Dois dias e meio depois
de ter partido, avisando que iria ficar pelo menos duas semanas em Ribeirão
Preto, Celso Teles estava de volta. Só que não vinha sozinho. Com ele duas
belas morenas, muito chiques e elegantes e bastante parecidas entre si,
entraram na sede da Teles Automóveis, de Amarante, SC.
Durante esses três dias
de expediente, Larissa não tinha desgrudado do padrinho. Vinha e voltava com
ele, almoçava com ele, percorria todos os ambientes da firma. Claro, desconcentrando
totalmente os funcionários que já estavam na ativa na grande oficina mecânica e
no almoxarifado de peças.
Em casa havia contado que
precisava muito ajudar o padrinho, que acabara de assumir uma gerência na
grande Revendedora do homem de São Paulo, aquela que ia começar a funcionar na
antiga Concessionária GM dos Andrade. Havia milhares de peças a catalogar no
almoxarifado e na oficina e ela iria auxiliar o padrinho a dar conta dessa
complicação toda, de forma que ele conseguisse produzir a melhor impressão
possível no patrão. Que, por sinal, estava na cidade de Ribeirão Preto, onde
tinha uma Revenda ainda maior do que a de Amarante.
Madame Silvá não viu
problema algum, era apenas um trabalho voluntário e, ainda mais, era para
ajudar Fúlvio Rondelli, que era simplesmente uma unanimidade local, muito
apreciado também pelos pais de Larissa. Já o velho Valdemar mostrou interesse
foi na empresa e no empresário.

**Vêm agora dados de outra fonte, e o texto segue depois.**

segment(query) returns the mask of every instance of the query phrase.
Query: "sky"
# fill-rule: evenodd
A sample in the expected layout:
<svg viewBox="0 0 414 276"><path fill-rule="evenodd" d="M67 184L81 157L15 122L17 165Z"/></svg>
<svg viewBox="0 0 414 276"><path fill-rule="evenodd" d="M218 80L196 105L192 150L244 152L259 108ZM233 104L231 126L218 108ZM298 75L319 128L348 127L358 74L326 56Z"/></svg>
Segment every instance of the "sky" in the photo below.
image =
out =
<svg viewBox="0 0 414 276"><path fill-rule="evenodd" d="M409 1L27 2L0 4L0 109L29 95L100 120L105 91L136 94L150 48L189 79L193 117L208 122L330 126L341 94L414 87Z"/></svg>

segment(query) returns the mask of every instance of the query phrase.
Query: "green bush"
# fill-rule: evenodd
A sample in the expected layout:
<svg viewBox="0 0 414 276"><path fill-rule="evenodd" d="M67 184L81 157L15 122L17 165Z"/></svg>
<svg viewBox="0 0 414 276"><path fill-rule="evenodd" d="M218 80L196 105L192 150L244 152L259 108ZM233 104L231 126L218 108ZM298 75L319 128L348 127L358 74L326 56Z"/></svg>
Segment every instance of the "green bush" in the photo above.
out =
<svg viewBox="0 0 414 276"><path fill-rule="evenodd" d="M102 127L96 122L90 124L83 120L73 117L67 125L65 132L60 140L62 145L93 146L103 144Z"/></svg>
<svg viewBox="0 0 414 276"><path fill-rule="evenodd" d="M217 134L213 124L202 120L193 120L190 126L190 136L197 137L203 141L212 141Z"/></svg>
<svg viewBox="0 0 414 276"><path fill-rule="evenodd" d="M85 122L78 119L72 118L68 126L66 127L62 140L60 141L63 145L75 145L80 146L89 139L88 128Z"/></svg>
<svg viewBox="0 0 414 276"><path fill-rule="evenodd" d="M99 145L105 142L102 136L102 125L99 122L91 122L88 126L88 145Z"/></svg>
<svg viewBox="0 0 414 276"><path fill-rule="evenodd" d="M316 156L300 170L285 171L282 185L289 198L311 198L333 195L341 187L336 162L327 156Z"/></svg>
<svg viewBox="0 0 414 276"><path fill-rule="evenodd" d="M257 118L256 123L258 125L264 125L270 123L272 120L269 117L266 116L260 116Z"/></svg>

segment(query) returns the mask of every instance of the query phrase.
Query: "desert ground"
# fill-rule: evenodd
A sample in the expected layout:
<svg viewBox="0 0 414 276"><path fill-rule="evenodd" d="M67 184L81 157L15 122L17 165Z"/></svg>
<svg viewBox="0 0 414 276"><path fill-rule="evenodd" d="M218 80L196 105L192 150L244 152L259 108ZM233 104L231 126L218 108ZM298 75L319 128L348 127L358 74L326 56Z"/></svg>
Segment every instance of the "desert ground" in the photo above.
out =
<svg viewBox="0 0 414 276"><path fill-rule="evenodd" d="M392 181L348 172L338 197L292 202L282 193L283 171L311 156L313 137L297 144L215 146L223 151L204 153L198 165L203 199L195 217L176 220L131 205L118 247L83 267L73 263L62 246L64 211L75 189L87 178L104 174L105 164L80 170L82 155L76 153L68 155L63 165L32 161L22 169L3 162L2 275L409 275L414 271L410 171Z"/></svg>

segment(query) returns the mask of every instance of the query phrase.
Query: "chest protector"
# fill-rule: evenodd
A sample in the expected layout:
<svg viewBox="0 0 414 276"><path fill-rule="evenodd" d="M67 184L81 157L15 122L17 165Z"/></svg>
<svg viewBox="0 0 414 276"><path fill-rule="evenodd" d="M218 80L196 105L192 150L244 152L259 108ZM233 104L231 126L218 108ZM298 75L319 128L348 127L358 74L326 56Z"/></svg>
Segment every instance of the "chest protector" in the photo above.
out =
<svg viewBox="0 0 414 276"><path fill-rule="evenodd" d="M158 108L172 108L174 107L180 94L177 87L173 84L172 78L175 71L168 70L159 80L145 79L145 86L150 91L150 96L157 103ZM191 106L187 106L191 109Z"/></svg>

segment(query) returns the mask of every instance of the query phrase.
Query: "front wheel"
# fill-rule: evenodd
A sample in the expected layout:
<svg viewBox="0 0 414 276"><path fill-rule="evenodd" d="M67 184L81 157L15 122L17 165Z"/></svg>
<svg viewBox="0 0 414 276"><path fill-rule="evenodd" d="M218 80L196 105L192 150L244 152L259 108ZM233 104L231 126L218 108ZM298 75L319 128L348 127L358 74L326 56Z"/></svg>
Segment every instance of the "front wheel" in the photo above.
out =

Um expoente da velha guarda dos negócios,
costumava medir os homens pelo tamanho de suas posses e pela pujança de seus
empreendimentos. Esse tal de paulista parecia um cuiúdo, vai ver tinha até o
saco roxo. Quando o negócio começasse a funcionar, iria lá dar-lhe as boas
vindas e comprar um ou dois carros de luxo, para deixar bem claro quem era o homem
mais rico do lugar.
Com o álibi habilmente
construído e confirmado por Fúlvio, Larissa estava livre para frequentar a
revenda por quanto tempo quisesse, semanas, meses até. Bastava dizer que ainda
havia muito trabalho a fazer e deixar que os pais se acostumassem com sua
presença diária na revenda, de sol a sol. Em sua cabecinha esperta estava a
ideia de dizer que, por ter se mostrado extremamente dedicada e eficiente, o
próprio dono da empresa lhe propusera um emprego, com um respeitável salário.
É claro que aí o velho
Valdemar Silva ia montar num porco e iniciar a segunda Guerra do Contestado. E
Madame Silvá gastaria todo o seu magro estoque de palavras em francês e
galicismos decorados, tendo chilique atrás de chilique. Mas isso era coisa para
o futuro. Agora a coisa estava tranquila, céu de brigadeiro.
Porém, quando viu aquelas
duas mulheres bonitas, finas, elegantes, o céu para Larissa deixou de ser o céu
azul dos brigadeiros. Nuvens inesperadas vieram toldá-lo. Observando-os entrar na
firma, ainda sem ser vista por eles, o anjo correu a pendurar-se no braço do
padrinho e o avisou:
– ELE voltou, padrinho!
Ele voltou! Super depressa. Mas não vem sozinho. Olhe só aquelas duas tipas com
ele ali, todas arreganhadas, rindo e conversando. São íntimas dele, pelo jeito.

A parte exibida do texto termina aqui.